Florian Schikowski hat seine Dissertationsschrift „Die Schrägstrichpartei. Das Zusammengehen von Bündnis 90 und den Grünen in der langen Perspektive“ am 26. Juni 2024 an der Universität Potsdam erfolgreich verteidigt. Die Betreuer Prof. Dr. Frank Bösch (Leibniz-Zentrum für Zeithistorische Forschung Potsdam/Universität Potsdam) und Prof. Dr. Thomas Lindenberger (Hannah-Arendt-Institut für Totalitarismusforschung Dresden/TU Dresden) bewerteten die Arbeit mit „magna cum laude“.
Die Arbeit zeigt das Zusammengehen von den Teilen der politisch alternativen Szene aus der DDR, die sich im Bündnis 90 zusammenfanden, mit der westdeutschen Ökopartei als einen längeren, komplexen und widersprüchlichen Prozess. Dies im Zeitraum von den 1980er Jahren über Revolution und Wiedervereinigung bis hin zur ersten Regierungsbeteiligung der Grünen auf Bundesebene ab 1998. Beide Seiten versuchten dabei einen Modus auf Augenhöhe zu finden, der sich grundlegend vom einfachen Beitritt des ostdeutschen Pendants zur westdeutschen Struktur unterschied.

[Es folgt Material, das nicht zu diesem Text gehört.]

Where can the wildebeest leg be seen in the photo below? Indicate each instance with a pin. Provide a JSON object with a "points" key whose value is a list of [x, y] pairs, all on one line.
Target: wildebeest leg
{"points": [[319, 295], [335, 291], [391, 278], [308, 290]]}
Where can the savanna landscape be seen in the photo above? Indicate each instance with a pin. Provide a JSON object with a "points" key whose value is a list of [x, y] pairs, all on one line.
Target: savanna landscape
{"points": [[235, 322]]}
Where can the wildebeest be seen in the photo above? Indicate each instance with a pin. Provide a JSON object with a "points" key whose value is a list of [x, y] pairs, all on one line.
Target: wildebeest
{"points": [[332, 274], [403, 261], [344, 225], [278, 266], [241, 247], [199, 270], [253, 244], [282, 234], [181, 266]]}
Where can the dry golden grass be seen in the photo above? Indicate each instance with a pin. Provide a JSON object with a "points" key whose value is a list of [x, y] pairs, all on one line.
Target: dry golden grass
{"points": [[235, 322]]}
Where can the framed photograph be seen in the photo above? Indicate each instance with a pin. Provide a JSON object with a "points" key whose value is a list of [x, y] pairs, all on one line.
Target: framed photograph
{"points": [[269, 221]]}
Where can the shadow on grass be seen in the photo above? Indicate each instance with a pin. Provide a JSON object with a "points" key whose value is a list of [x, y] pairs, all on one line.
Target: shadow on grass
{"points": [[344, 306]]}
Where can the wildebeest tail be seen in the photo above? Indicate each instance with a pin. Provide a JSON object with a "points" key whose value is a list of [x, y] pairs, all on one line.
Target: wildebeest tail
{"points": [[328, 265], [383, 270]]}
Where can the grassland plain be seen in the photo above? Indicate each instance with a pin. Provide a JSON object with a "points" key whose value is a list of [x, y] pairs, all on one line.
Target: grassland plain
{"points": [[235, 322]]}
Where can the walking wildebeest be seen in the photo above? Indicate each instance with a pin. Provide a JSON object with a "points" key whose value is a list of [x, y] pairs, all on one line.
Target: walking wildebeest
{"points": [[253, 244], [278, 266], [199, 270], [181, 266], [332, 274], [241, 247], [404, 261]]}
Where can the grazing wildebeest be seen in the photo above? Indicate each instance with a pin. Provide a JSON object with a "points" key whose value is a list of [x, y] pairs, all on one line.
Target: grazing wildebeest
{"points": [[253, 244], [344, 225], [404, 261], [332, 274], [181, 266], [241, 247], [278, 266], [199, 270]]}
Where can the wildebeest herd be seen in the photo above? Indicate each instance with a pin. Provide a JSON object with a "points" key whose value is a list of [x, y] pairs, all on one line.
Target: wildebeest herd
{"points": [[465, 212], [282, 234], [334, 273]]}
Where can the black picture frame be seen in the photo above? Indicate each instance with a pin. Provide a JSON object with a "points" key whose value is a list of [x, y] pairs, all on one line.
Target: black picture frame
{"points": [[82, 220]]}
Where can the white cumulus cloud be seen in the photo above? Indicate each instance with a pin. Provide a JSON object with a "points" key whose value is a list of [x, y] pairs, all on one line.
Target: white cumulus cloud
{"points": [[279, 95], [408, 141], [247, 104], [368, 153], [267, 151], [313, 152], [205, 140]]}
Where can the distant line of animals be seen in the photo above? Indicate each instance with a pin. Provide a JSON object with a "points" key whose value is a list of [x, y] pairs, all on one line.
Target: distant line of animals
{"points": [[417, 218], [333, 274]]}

Die Bundestagswahlniederlage der westdeutschen Grünen 1990 hatte das Gefälle zwischen der im Westen bereits etablierten Partei und den neugegründeten kleinen demokratischen Organisationen in Ostdeutschland, die sich als „Bürgerbewegung“ verstanden, verringert. Doch nach der geglückten „Assoziation“ 1993 und dem Wiedereinzug der Grünen in Fraktionsstärke in den Bundestag 1994 verloren die verbliebenen Bündnis 90-Akteur:innen innerparteilich rasch an Bedeutung. Schlechte Wahlergebnisse in den „neuen“ Bundesländern, geringe Mitgliederzahlen und eine schwache gesellschaftliche Verankerung machten den Osten zur dauerhaften Problemzone für die Partei. Dennoch gehörte das Zusammengehen als wichtiger Baustein zum Parteireformprozess, den die Grünen Anfang der 1990er Jahre durchliefen und der die Weichen für die spätere Regierungsfähigkeit der Grünen stellte. Dabei entfaltete das Bündnis 90 wiederum punktuell entscheidenden Einfluss auf die spätere Parteientwicklung, etwa im Wandel von der Friedens- zur Menschenrechtspartei.
Florian Schikowski war seit 2018 assoziierter Doktorand am Leibniz-Zentrum für Zeithistorische Forschung Potsdam in der Abteilung I „Kommunismus und Gesellschaft“. Sein Projekt wurde von der Heinrich-Böll-Stiftung gefördert.